Age & Stage
Embracing the moments…
My teenagers are past those endearing elementary school Mother’s Days now, those sunny Sundays with the extra hugs, the elaborate newsprint-and-glitter drawings, the fingers brushing my hair.
And of course, there are those eyebrow-raising fill-in-the-blank cards:
But when celebrating Mother’s Day with young children, these days can feel exceptionally joyful and light. Perhaps they can’t carry the weight of all you do 24/7, 365, zero days off.
But they are sweet. Celebratory. Light. An appealing add-on to the potential monotony of daily life. You might even swipe a nap.
This is one day a year where you can enjoy being seen. Even just a little.
Not wholly. Your eight-year-old simply cannot grasp what it’s like to endure Braxton-Hicks, or the wait of an adoption, the gravitas of foster care. They don’t see the amount of crumbs you whisk from the countertop daily, or the visceral reaction when the school’s number lights up your phone.
So whether you were the recipient of a coupon book made with fat crayons or Mother’s Day felt like a bit of an afterthought: Take heart with three happy, unforgettable realities.
Even if your Mother’s Day card is really thanks to your kids’ Sunday School teacher—you and others are cultivating empathy and gratitude in your kids.
Mom, you work hard. Mom, thanks for reading me stories and throwing me a Lego birthday party.
Know this: Celebrating Mother’s Day with young children is sweet, evidenced by gluey cards and leggy daisies, as it teaches them to honor their mom—one of the Ten Commandments. They’re also reminders of habits, even a culture, of gratitude you’re slowly building in your home.
When they were little, or maybe now, how many times a day, a week, were or are, you reminding them to say “thank you”?
It’s working, people. This is a win!
The character qualities requiring kids to turn outward, rather than toward self, slowly bricks a foundation that will pay off in their relationships and marriages someday.

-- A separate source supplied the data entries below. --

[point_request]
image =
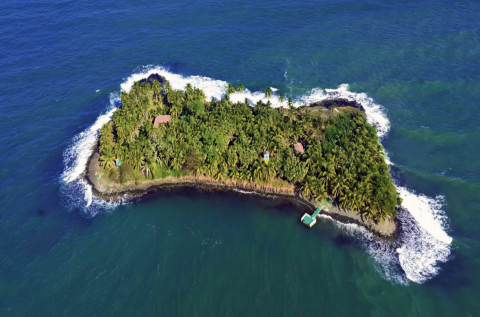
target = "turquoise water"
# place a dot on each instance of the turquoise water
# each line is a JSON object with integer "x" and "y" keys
{"x": 193, "y": 253}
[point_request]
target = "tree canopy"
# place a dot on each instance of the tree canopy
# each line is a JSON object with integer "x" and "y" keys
{"x": 222, "y": 139}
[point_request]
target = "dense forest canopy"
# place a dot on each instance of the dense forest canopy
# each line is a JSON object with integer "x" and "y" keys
{"x": 221, "y": 139}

It’s one reason not to modestly minimize, what you do contribute to your home when your kids think to acknowledge it: “I love you so much! It’s not hard. You’re no work at all!”
It’s okay for our kids to witness that love takes work. However happy or privileged we are to do it.
Pro tip: There are days we feel neither happy nor privileged to be the one scrubbing the carpet of bodily fluids at 3:42 AM. And someday, it will be our kids’ turn.
It’s wise for them to observe that love so often requires work. Sometimes overwhelming work. Discomfort. Inconvenience. Even harm (remember labor?).
Yet as Jesus shows us in technicolor, it is profoundly worth the last drops of our energy, time, finances, bodies.
Mother’s Day represents a significant, though challenging, aspect of motherhood.
You’re barely out of the days when your child required assistance going to the bathroom (if, having other children, you’re out of them at all). And though there may be days when you wish your child would stop the three-minute elaboration about how hard it was to pry the lid off the Play-dough—the teenaged version of that child may no longer yearn to gush every detail of her existence.
The book of Ecclesiastes in the Bible discusses the seasons of life. My son, for one, will likely be unable to dial home from his deployment in Asia this year. If he sent me a drawing of him and me in the mail for Mother’s Day, I might bawl my ever-loving eyes out.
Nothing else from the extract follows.